Jonathan Carroll : Ombres complices
(Voice of our shadow, 1983)
roman fantastique
- par ailleurs :
Dans quel but un éditeur baptise-t-il "Science-Fiction" ce qui n'en est absolument pas ? Ombres complices, le dernier roman de Jonathan Carroll paru chez J'ai lu, avait-il besoin de ce label pour se vendre ? Certes, déjà le précédent ouvrage de cet auteur, le Pays du fou rire, qui obtint le prix Apollo, frisait les franges extrêmes du genre, mais s'y rattachait par le concept créatif qui l'animait. Puisque notre écrivain entrait dans la carrière par la filière SF, il eût été décevant pour les lecteurs de s'apercevoir qu'ils n'en lisaient pas tout en en lisant.
Aussi m'embarquai-je pour Vienne où se déroule l'action d'Ombres complices, comme si je n'avais pas lu cette critique, avec la certitude d'y rencontrer à un moment l'indice que je cherchais pour me dire : tiens, voilà un roman de Science-Fiction !
Le suspense fut intégral puisque je sus à la dernière ligne que j'avais dégusté un roman fantastique traditionnel sans le moindre symptôme de SF, même en furetant entre les mots. J'eus un doute page 78, quand les personnages principaux trinquèrent autour d'une bouteille de champagne albanais.

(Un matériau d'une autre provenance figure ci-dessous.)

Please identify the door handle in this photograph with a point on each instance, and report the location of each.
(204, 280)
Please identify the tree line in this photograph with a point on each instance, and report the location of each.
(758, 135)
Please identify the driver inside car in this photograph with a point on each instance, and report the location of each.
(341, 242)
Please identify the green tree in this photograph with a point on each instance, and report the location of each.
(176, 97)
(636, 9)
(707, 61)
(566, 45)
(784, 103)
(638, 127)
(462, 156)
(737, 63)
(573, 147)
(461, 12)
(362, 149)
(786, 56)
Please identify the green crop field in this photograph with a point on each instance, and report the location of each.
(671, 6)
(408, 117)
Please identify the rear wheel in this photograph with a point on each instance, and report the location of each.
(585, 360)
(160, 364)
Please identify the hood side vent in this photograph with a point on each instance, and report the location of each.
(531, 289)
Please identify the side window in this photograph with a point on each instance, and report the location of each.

Mais, après tout, en ces temps de tempête à l'Est, il se pouvait que la réforme idéologique passât dans ce pays (l'Albanie) par l'esprit du vin. J'imaginai donc que ce J'ai lu nº 2718 était baptisé “Science-Fiction” parce que la distorsion sémantique entre le label et l'œuvre créait l'effet spéculatif recherché.
Pourquoi cette sévérité doctrinaire, pensez-vous certainement ? De quel droit vous arrogez-vous le pouvoir de décider qu'un roman est de Science-Fiction ou non si vous devez science-ficter où l'on vous dit de faire ? C'est vrai ! Pour obtenir votre pardon, je vais vous raconter Ombres complices : un jeune intellectuel new-yorkais, qui a tué son frère quand ils étaient enfants parce qu'il le jalousait, fait un best-seller avec une pièce de théâtre adaptée d'une nouvelle qu'il a écrite sur la jeunesse délinquante. Mais cette pièce à succès est sans rapport avec son œuvre originale. Dégoûté et riche, il part à Vienne dans un obscur dessein littéraire. Il y rencontre un couple américain charmeur et cultivé qui le charme et qu'il cultive.
Je ne poursuivrai pas ce récit en risquant de dévaluer l'œuvre à vos yeux car j'ai de l'admiration pour Jonathan Carroll, dont la pâtisserie viennoise est une bulle de cauchemar hitchcockien, un véritable millefeuille d'humour.